Bei monatlichen Treffen zum „Wort des Lebens“ erzählen wir uns Schwierigkeiten, Freuden, Erfahrungen. Ein tiefer, frohmachender Austausch. Am Ende nehmen wir uns einen Satz aus dem Kommentar vor, der uns besonders berührt hat. Schon nach einigen Tagen vergesse ich ihn aber regelmäßig. – Da sah ich bei meinem Kardiologen einen Aushang: Er empfiehlt, sich zehn Sätze aufzuschreiben, wie das Leben schöner werden könnte. Einen Satz solle man vor dem Schlafengehen lesen. Das löste in mir etwas aus: „Schreib’ doch aus dem Kommentar sieben, acht Sätze heraus, die dich besonders ansprechen. Nimm dir Tag für Tag einen und notiere die Erlebnisse.“ Ich merke, wie das Wort so in meinem Alltag lebendiger wird.
G.W.

Nach vielen gemeinsamen Ehejahren wurde ich meiner Frau gegenüber immer ungeduldiger. Sie ist mit vielem nicht einverstanden und wiederholt das ständig. Eines Tages reagierte ich sehr unwirsch: Dass ich wüsste, was ich zu tun hätte, sie hätte es mir ja bereits gesagt. Natürlich war sie verletzt, aber ich auch. Ich bat um Verzeihung. Wer weiß, wie viele Dinge ich tat, die sie verletzten? Wir fingen neu an. Als eine Nichte uns mit ihrem Partner besuchte, erzählten wir davon. Ohne ersichtlichen Grund begannen beide zu weinen. Nach kurzem Schweigen vertrauten sie uns an, dass sie beschlossen hatten, wegen ihrer Unterschiedlichkeit nicht zusammenzubleiben.
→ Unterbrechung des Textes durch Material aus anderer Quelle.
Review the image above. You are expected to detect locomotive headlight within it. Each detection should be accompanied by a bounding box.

Unsere Geschichte hatte sie so bewegt, dass sie noch mal darüber nachdenken wollten.
P.T.

In meinen 25 Jahren als Arzt habe ich scheinbar nichts anderes getan, als meinen Patienten zuzuhören. Mir bleibt immer eine Frau aus meinen ersten Tagen als Hausarzt in Erinnerung. Sie hatte zuvor bereits unzählige Kollegen aufgesucht und beschrieb mir ein Detail ihrer Geschichte, das der Schlüssel zu ihren Leiden war. Als ich fragte: „Haben Sie nicht schon vorher mit den Ärzten darüber gesprochen?“, antwortete sie: „Das kommt mir zum ersten Mal in den Sinn. Vielleicht, weil Sie so gut zuhören.“ Diese Erfahrung hat mir in meinem Berufsleben mehr geholfen als alle Weiterbildungen. All diese Jahre waren eine Hör-Schule für mich … und ich habe noch lange nicht zu Ende gelernt!
U.I.

Als mir der Arzt sagte, dass der Krebs wieder aufgetaucht sei, galt mein erster Gedanke der Familie, unseren Kindern und Enkeln. Mein Mann und ich sprachen in Ruhe über die Situation. Wir beschlossen, die verbleibende Zeit so zu leben, dass wir ihnen das Zeugnis einer treuen Liebe geben. Die neue Phase ist zwar schmerzhaft, aber auch voller Farbe und Wärme. Die Liebe unter allen hat zugenommen und wir lernen, die Zeit „auszukosten“: Jede Geste ist einzigartig, weil es die letzte sein könnte, jedes Telefongespräch, jedes Wort. Alles bekommt Wert. Mein Mann ist überrascht, dass Freude unsere Tage prägt und wiederholt oft: „Das ist das Wichtigste, was wir den Kindern hinterlassen können!“ Wenn wir beten, bleibt nur Dank.
G.C.

(Erschienen in der gedruckten Neuen Stadt, Januar/Februar 2021)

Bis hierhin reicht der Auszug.